College of Business and Accountancy

Corre, Mary Mae S. LAW 1


BSA – 2 Mr. Gerry
Vallente

Assignment Different Kinds of Obligation

1. Different Kinds of Obligations


A. Primary classification of obligations under the Civil Code:
1. Pure and conditional obligations
Pure obligation – an obligation which is demandable at once.
Conditional obligation – an obligation whose fulfillment or extinguishment
depends upon a future and uncertain event.
2. Obligations with a period – an obligation whose fulfillment or
extinguishment depends upon a future and uncertain event.
3. Alternative and facultative obligations
Alternative obligation – an obligation which involves multiple prestations
but debtor will only perform one prestation.
Facultative obligation – an obligation which involves a principal prestation
and a substitute prestation.
4. Joint and solidary obligations
Joint obligation – an obligation where each debtor can be made to pay
only his share in the obligation.
Solidary obligation – an obligation where one debtor can be made to pay
for the whole obligation subject to reimbursement.
5. Divisible and indivisible obligations
Divisible obligation – an obligation whose performance of the prestation
can be fulfilled in parts.
Indivisible obligation – an obligation whose performance of the prestation
cannot be fulfilled in parts.
6. Obligations with a penal clause – an obligation which
contains an undertaking to assume greater liability in case of
breach of said obligation
B. Secondary Classification of obligations under the New Civil Code
1. Legal, conventional and penal obligations
Legal obligation – an obligation which arises from law.
Conventional obligation – an obligation which arises from contracts.
Penal obligation – an obligation which arises from commission of a crime.
2. Real and personal obligations
Real obligation – an obligation to give.
Personal obligation – an obligation to do or not to do.
3. Determinate and generic obligations
Determinate or specific obligation – an obligation that is individualized
and can be identified or distinguished from others of its kind.
Indeterminate or generic obligation – an obligation that is not
individualized and cannot be identified or distinguished from others of its
kind.
4. Positive and negative obligations
Positive obligation – an obligation to give or to do.
Negative obligation – an obligation not to do.
5. Unilateral and bilateral obligations
Unilateral obligation – an obligation which only one party is bound to
perform an obligation like in a contract of donation and commodatum.
Bilateral obligation – an obligation where both parties are reciprocally
bound to perform an obligation like in a contract of contract of lease, and
barter.
6. Civil and Natural obligations
Civil obligation – an obligation, which if not fulfilled when it becomes due
and demandable, gives a right of an action to complete their performance.
Natural obligation – an obligation which, not being based on positive law
but on equity and natural law, do not grant a right of action to enforce their
performance, but after voluntary fulfillment by the obligor, they authorize
the retention of what has been delivered or rendered by reason thereof.
7. Accessory and principal obligations
Accessory obligation – an obligation where its existence depends upon a
principal obligation like contract of pledge, real estate mortgage, chattel
mortgage, guaranty and antichresis.
Principal obligation – an obligation which exists without depending upon
another obligation.
8. Individual and Collective obligations
Individual obligation – an obligation which involves only one subject.
Collective obligation – an obligation which involves several subjects

2. Suspensive Condition or one the fulfillment of which will give rise to


an obligation (or right).

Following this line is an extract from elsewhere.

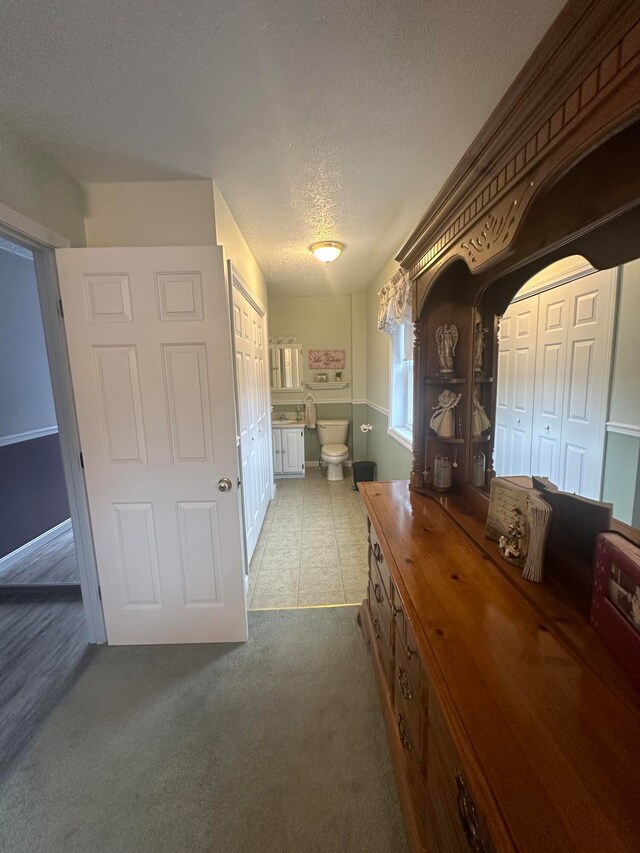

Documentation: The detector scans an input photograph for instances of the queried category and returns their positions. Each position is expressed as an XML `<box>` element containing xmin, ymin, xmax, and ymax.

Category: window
<box><xmin>388</xmin><ymin>324</ymin><xmax>413</xmax><ymax>450</ymax></box>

In other words, the demandability of the obligation is
suspended until the happening of a future and uncertain event which
constitutes the condition. Actually, the birth, perfection or effectivity of the
contract subject to a condition can take place only if and when the condition
happens or is fulfilled. If the suspensive condition does not take place, the
parties would stand as if the conditional obligation had never existed. It
must appear that the performance of an act or the happening of an event
was intended by the parties as a suspensive condition, otherwise, its non-
fulfillment will not prevent the perfection of a contract.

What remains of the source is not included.